Similarly, an eloquent piece from US magazine Kill Screen explores the addictiveness of a simple internet game called Clickistan (as well as our impulse to click that ubiquitous 'Like' button propagated by Facebook) by suggesting that we are compelled to engage with such things because of their aesthetically pleasing yet regressive 'productivity': "What of that repetition and redundancy that the game's first level so succinctly channels? As an aesthetic object, Clickistan's success seems to be in the way that it simultaneously replicates and energizes the sense of moving automatically through the web. Numbness develops into a vague situational awareness."

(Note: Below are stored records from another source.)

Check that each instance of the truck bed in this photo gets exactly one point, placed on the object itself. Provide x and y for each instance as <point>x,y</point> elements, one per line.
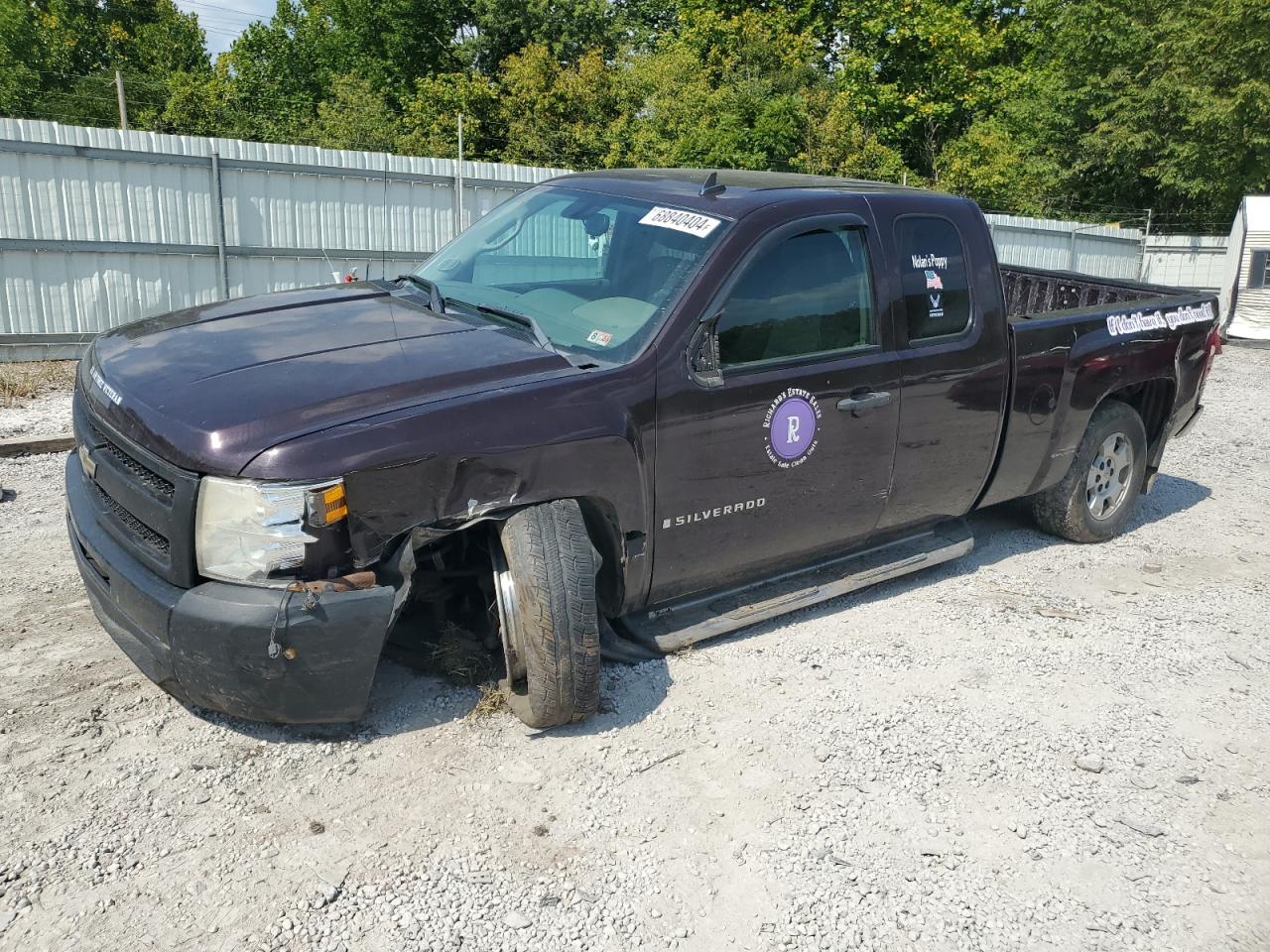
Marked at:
<point>1032,293</point>
<point>1066,358</point>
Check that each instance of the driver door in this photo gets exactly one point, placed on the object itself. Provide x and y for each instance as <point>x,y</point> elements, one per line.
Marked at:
<point>786,456</point>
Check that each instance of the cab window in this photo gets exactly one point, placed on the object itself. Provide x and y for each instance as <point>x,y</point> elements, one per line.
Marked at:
<point>934,277</point>
<point>807,295</point>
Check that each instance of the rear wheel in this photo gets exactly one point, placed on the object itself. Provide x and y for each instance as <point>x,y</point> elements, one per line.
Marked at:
<point>545,587</point>
<point>1095,499</point>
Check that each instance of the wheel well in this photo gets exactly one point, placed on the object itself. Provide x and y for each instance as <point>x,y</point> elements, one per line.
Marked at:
<point>602,527</point>
<point>1153,400</point>
<point>606,536</point>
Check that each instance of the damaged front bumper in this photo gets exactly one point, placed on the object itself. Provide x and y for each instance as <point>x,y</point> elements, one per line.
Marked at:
<point>209,645</point>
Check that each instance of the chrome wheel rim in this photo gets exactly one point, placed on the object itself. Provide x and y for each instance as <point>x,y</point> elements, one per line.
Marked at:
<point>1110,475</point>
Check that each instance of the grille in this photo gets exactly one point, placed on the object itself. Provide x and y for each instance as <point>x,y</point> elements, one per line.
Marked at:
<point>149,537</point>
<point>145,503</point>
<point>158,484</point>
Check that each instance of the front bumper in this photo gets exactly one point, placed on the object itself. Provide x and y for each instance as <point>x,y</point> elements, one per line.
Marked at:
<point>208,645</point>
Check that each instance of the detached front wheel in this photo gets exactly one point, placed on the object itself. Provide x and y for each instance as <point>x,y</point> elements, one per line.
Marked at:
<point>545,587</point>
<point>1095,499</point>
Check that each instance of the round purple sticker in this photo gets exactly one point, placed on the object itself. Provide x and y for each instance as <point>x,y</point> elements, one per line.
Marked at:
<point>792,422</point>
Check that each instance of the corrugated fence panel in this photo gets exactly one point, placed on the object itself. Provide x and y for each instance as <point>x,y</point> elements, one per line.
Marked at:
<point>1187,261</point>
<point>99,226</point>
<point>73,200</point>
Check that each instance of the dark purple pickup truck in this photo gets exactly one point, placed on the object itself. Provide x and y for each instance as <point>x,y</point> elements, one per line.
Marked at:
<point>624,412</point>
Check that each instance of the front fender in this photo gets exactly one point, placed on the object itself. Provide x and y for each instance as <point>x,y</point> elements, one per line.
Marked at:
<point>447,463</point>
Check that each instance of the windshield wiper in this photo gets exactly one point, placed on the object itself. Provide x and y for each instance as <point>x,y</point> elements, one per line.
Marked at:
<point>515,317</point>
<point>436,302</point>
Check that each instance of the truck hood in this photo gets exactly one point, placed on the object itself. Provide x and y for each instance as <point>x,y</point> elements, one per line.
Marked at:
<point>211,388</point>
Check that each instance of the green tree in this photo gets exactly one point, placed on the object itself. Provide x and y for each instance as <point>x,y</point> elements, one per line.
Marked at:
<point>921,70</point>
<point>728,91</point>
<point>430,118</point>
<point>557,114</point>
<point>567,30</point>
<point>58,58</point>
<point>354,114</point>
<point>837,143</point>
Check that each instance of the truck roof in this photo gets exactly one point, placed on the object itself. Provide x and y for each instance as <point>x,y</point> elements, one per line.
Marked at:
<point>744,190</point>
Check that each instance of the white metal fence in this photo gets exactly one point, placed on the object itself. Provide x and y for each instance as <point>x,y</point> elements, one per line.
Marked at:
<point>1110,252</point>
<point>99,226</point>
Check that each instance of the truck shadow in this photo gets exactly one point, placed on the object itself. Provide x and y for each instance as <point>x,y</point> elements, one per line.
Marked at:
<point>405,699</point>
<point>1000,532</point>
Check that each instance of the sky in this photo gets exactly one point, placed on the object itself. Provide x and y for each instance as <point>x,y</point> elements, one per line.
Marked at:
<point>223,19</point>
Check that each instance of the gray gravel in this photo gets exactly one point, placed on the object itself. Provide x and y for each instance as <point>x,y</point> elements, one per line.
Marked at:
<point>1044,746</point>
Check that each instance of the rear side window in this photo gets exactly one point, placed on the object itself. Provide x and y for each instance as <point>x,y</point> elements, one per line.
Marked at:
<point>806,295</point>
<point>933,277</point>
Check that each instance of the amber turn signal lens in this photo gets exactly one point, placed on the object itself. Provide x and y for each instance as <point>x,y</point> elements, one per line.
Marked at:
<point>326,506</point>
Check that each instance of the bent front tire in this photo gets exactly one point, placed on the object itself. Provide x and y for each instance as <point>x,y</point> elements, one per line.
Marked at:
<point>1095,499</point>
<point>545,587</point>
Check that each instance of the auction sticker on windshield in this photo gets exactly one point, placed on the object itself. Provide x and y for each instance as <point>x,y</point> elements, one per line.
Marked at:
<point>679,220</point>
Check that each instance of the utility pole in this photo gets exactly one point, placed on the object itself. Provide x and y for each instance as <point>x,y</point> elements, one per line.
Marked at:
<point>458,177</point>
<point>123,102</point>
<point>1146,238</point>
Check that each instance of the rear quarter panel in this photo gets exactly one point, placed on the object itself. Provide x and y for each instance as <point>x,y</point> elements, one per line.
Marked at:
<point>1067,363</point>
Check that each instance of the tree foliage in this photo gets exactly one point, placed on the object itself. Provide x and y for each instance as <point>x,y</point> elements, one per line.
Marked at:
<point>1102,105</point>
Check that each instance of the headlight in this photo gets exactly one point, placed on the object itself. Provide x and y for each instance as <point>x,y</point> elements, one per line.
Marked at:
<point>248,531</point>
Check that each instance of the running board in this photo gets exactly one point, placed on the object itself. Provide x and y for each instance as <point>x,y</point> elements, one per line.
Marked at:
<point>677,626</point>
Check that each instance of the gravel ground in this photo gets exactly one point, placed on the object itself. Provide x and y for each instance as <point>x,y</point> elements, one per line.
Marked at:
<point>37,417</point>
<point>1043,746</point>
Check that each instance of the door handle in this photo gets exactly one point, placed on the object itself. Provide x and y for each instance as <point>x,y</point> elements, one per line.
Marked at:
<point>865,402</point>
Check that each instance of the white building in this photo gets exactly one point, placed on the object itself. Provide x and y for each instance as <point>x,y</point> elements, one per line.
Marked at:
<point>1245,294</point>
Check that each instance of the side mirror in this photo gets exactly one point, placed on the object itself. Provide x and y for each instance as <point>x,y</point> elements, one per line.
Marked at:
<point>703,366</point>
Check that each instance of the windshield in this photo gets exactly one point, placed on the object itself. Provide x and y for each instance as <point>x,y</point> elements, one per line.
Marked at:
<point>595,273</point>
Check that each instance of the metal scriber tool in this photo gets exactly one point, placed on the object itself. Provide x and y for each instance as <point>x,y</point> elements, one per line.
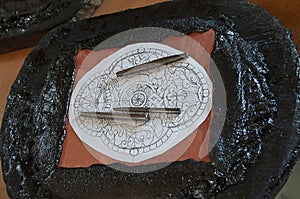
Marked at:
<point>119,116</point>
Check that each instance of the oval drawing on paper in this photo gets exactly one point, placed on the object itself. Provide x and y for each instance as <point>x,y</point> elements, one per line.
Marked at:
<point>184,84</point>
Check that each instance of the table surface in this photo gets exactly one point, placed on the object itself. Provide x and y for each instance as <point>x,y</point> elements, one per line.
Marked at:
<point>287,11</point>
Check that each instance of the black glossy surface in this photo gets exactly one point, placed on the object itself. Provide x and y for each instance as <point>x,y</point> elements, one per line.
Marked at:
<point>24,22</point>
<point>260,140</point>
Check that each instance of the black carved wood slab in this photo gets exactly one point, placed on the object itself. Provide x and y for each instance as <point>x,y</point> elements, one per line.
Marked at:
<point>24,22</point>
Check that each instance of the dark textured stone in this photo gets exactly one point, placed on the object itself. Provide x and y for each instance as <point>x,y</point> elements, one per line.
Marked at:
<point>260,140</point>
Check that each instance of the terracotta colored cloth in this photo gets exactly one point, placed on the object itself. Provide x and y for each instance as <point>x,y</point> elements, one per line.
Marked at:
<point>75,153</point>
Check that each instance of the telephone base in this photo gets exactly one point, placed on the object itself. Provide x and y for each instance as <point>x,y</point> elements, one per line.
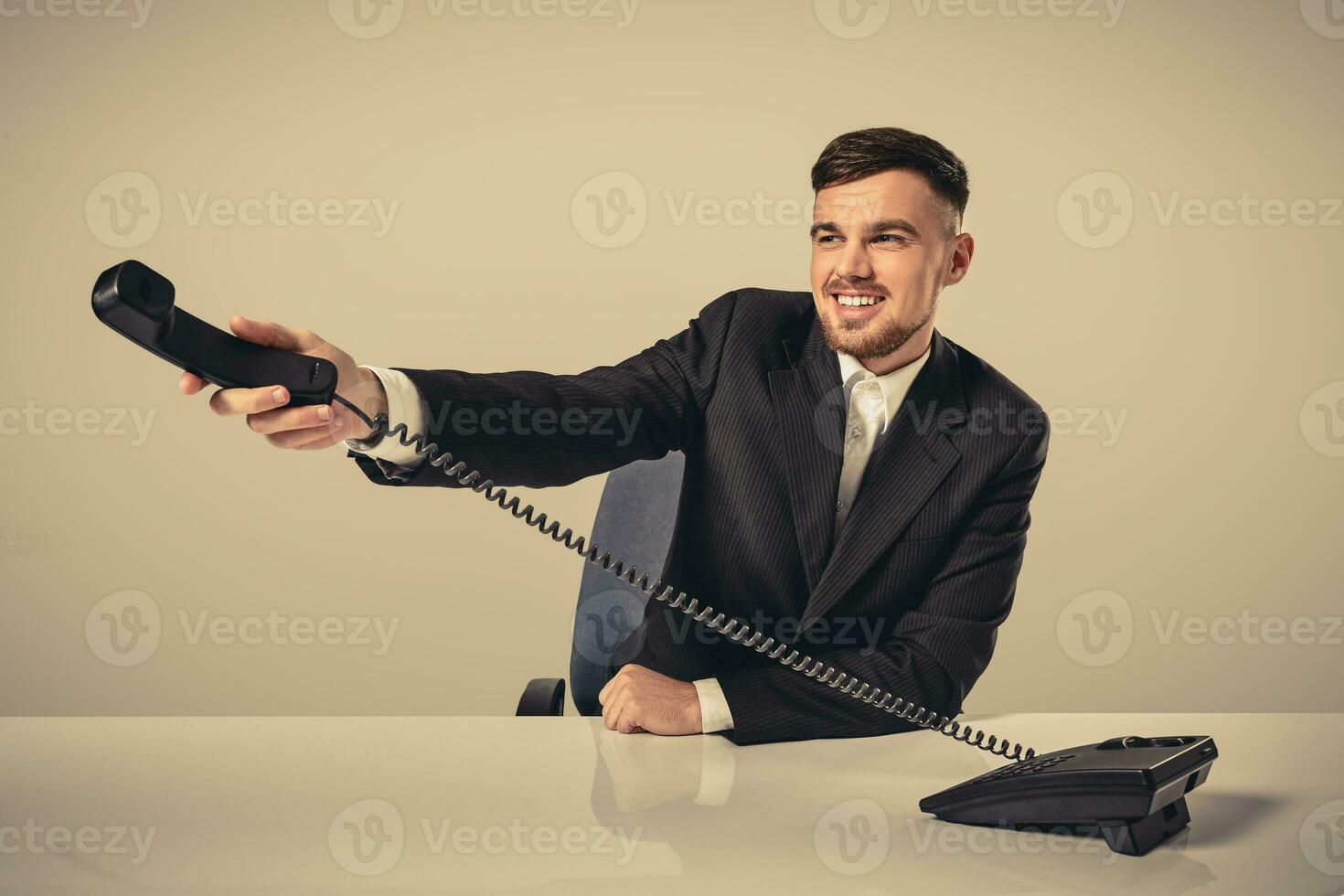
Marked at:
<point>1140,837</point>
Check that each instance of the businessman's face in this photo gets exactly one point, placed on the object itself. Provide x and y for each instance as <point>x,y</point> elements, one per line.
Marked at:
<point>882,249</point>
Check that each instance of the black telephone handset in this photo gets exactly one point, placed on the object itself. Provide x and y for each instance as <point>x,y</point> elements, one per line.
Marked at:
<point>1131,789</point>
<point>139,304</point>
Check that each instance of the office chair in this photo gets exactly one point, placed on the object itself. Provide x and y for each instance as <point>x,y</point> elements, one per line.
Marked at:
<point>635,521</point>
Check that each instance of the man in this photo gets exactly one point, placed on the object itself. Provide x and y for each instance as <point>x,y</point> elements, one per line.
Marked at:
<point>784,404</point>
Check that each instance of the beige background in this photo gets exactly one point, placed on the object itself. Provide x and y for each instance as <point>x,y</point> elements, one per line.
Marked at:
<point>1221,495</point>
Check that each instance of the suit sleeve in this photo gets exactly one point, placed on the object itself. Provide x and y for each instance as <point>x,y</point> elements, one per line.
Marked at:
<point>933,655</point>
<point>534,429</point>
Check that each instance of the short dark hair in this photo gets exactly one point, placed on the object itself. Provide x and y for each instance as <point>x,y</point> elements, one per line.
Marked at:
<point>866,152</point>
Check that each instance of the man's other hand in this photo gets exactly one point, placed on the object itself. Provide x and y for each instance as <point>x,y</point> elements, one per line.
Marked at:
<point>637,699</point>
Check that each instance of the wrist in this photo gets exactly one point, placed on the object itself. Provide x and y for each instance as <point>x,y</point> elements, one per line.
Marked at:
<point>369,395</point>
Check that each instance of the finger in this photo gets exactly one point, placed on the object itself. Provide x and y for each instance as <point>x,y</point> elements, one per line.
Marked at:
<point>289,418</point>
<point>230,402</point>
<point>272,334</point>
<point>613,690</point>
<point>190,383</point>
<point>628,719</point>
<point>299,438</point>
<point>606,689</point>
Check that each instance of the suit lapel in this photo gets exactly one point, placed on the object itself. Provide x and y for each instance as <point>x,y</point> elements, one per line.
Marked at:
<point>809,418</point>
<point>901,475</point>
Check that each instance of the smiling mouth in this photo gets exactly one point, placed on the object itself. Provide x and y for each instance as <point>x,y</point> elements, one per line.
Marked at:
<point>857,300</point>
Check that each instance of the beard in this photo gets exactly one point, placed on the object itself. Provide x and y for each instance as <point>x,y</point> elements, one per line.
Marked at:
<point>869,338</point>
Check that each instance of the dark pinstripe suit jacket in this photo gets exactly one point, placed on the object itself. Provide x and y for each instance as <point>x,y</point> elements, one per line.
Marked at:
<point>909,597</point>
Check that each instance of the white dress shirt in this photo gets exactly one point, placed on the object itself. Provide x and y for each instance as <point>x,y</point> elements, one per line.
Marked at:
<point>871,404</point>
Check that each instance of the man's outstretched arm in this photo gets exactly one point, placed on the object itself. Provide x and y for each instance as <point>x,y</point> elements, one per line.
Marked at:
<point>534,429</point>
<point>520,427</point>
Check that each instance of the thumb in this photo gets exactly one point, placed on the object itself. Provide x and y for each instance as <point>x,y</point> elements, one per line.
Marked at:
<point>273,335</point>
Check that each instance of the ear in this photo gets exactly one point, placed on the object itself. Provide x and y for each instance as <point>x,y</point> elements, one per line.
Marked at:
<point>958,260</point>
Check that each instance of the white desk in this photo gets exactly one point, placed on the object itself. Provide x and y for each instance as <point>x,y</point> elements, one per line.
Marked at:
<point>246,805</point>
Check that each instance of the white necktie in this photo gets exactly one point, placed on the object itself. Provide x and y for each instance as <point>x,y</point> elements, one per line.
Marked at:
<point>864,418</point>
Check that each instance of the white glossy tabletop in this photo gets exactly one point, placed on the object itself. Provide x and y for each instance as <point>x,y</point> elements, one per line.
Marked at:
<point>280,805</point>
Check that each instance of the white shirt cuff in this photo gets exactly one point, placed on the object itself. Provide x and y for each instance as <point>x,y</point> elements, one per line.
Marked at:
<point>714,707</point>
<point>718,769</point>
<point>403,406</point>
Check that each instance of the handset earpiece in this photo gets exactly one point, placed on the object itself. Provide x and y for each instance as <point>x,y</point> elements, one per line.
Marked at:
<point>140,304</point>
<point>134,300</point>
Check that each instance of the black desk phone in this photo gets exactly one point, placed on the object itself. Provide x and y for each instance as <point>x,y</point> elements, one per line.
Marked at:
<point>1131,790</point>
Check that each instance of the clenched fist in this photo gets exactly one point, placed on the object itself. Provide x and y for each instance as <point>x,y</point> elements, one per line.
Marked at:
<point>637,699</point>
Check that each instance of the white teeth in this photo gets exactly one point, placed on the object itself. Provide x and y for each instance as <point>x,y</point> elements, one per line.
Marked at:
<point>855,301</point>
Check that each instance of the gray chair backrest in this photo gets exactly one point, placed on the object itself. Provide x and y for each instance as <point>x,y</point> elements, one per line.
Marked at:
<point>635,523</point>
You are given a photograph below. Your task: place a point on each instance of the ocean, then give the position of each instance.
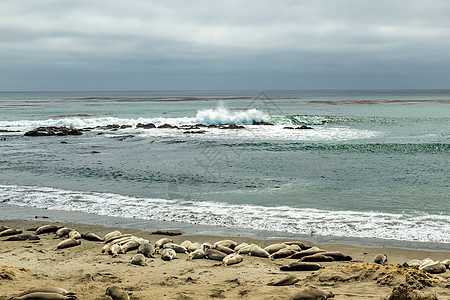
(371, 165)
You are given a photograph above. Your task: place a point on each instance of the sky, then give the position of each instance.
(109, 45)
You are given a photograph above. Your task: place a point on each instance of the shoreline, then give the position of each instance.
(85, 270)
(15, 212)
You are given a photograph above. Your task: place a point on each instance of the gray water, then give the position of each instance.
(375, 164)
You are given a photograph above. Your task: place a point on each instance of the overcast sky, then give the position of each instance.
(258, 45)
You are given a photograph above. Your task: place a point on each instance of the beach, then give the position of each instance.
(87, 272)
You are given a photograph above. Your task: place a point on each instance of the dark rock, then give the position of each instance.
(49, 131)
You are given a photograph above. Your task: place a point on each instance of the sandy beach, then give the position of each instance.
(87, 272)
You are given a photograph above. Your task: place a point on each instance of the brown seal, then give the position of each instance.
(301, 266)
(10, 231)
(116, 293)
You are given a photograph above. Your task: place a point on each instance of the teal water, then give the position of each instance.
(375, 164)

I am reminded too of the commuters who tap persistently at their smart-phone screens displaying outrageously simple game interfaces in an effort to pass what would otherwise be an uncomfortable and boring journey to work in a zoned-out way, focused on chucking the little digital ball of scrunched up paper into a pixelated rubbish bin, or steering a speeding vehicle away from hundreds of objects arbitrarily placed in its path by a machine mind.
We know full well that our activity online is repetitive and often mind-numbing. In situations where we become obsessed with such activity, the reasons for compulsion over such a monotonous preoccupation may well seem mysterious. I wonder if the behaviour exhibited in such situations is anything like the vacantly soothing repetitive exercise of hammering pegs through a wooden block and then turning it over to do the same again, endlessly, which is enjoyed by the male protagonist of Erlend Loe's minimalist novel, Naïve, Super. Are we, like Loe's lead character, exhibiting a fractured response to an all-too-intense existence by consoling ourselves with refreshingly plain banality?
I'd say it's entirely possible. In addition, the extreme cases of addiction exhibited by video gamers seem singular in their destructive patterns of dependency, and conversely, the high excitement of video gaming may be addictive in its own right. Personally I think this is a separate issue, and it is unfair to categorise games under the uselessly broad definition invited by 'internet addiction'. However, that's exactly what the Chinese study which hit headlines today seems to have done and it is from this confused perspective on our interaction with technology, which always needs to be addressed in the finest details, that we begin to lose sight of the emotions which underlie our behaviour.
We run the risk of perpetually diagnosing the diagnosis, of believing that the latest piece of technology we have created presents us with both the beginning and end of our problems. Pacenza's lawsuit against IBM may have been an example of the typically idealistic litigation common to American courtrooms, and one which was probably correctly dismissed by the appeals court, but even if there is no truth in Pacenza's claims about his chatroom addiction, the story still points far more interestingly than many of the articles I've read today towards an understanding of dissonant behaviour as a symptom of our troubled lives. Surely it is nothing more than a garish outpouring of monotony which, despite spooky parallels to the repetitive way machines carry out millions of tasks, is far more a product of our own minds than theirs.